PROSTITUTE Carina Matysiak has been let off paying fines and court costs totalling £220 by town justices.
The 23-year-old, one of many vice girls who have persistently plagued the Broad Street area of town, failed to pay the penalties imposed almost two years ago.
But when she appeared before magistrates after being in custody, chairman of the bench David Rogers told her she didn't have to pay them.
Matysiak, of Axbridge Close, Park South, was fined £100 with £55 costs in March 2002 after being convicted of soliciting for prostitution, and paid just £35 of the penalty.
One month later she was back before the bench when she was again fined £100 for a similar offence.
Since then she has paid no more money and was arrested on a warrant. She could have been sent to jail for non-payment of the fines.

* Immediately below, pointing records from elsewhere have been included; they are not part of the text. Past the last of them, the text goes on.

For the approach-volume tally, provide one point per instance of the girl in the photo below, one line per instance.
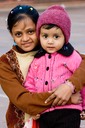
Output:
(54, 63)
(21, 24)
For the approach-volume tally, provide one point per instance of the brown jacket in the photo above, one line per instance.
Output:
(11, 81)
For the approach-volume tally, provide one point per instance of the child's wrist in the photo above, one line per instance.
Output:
(67, 82)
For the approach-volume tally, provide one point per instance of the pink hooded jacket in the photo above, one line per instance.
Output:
(50, 71)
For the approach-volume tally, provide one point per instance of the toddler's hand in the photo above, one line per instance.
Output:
(76, 98)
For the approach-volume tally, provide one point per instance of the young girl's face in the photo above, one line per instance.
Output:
(24, 34)
(52, 39)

Rob Ross, defending, said his client had been before the court the previous day and was given a conditional discharge for other offences, but the unpaid fines had not been dealt with.

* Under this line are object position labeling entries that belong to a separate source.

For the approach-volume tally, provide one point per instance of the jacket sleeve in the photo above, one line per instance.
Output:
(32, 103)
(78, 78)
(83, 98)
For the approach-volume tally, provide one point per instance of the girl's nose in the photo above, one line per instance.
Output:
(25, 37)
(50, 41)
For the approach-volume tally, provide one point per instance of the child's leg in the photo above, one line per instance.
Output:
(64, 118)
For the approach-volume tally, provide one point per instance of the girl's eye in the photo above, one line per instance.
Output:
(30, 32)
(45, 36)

"I am rather disgruntled on her behalf," he told the court. "She left thinking everything had been done and dusted."
He said she had been jailed both last year and this year after the fines had been imposed and she could have lodged them meaning they would have been wiped out in lieu of the time she spent behind bars.
Telling her she didn't have to pay, JP Mr Rogers said: "We will remit on the assumption they should have been lodged."

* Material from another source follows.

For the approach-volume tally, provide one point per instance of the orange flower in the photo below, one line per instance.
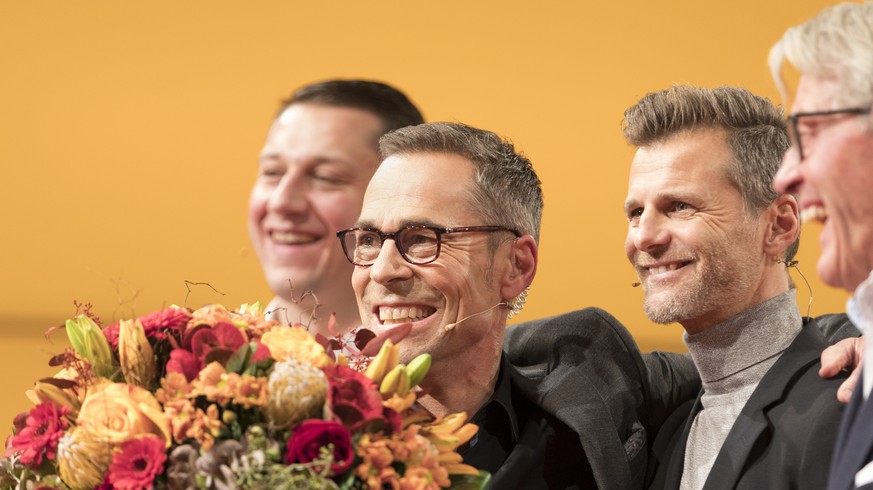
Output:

Matysiak has a record for prostitution and drug addiction going back a number of years.
Her list of previous convictions is littered with offences of prostitution and drug related matters.
In December 2002 she was put on a drug treatment and testing order after being convicted of blackmail by a jury at crown court.
She was also one of a handful of girls against whom the borough council successfully obtained court orders banning them from working in the Broad Street/Manchester Road area of town. However, she has twice been jailed for continually breaching the order.
In January this year, Judge John McNaught jailed her for two months after he heard she had been spotted in the area 32 times in a four-month period late last year.
That sentence came just eight months after she was jailed for a similar breach of the order.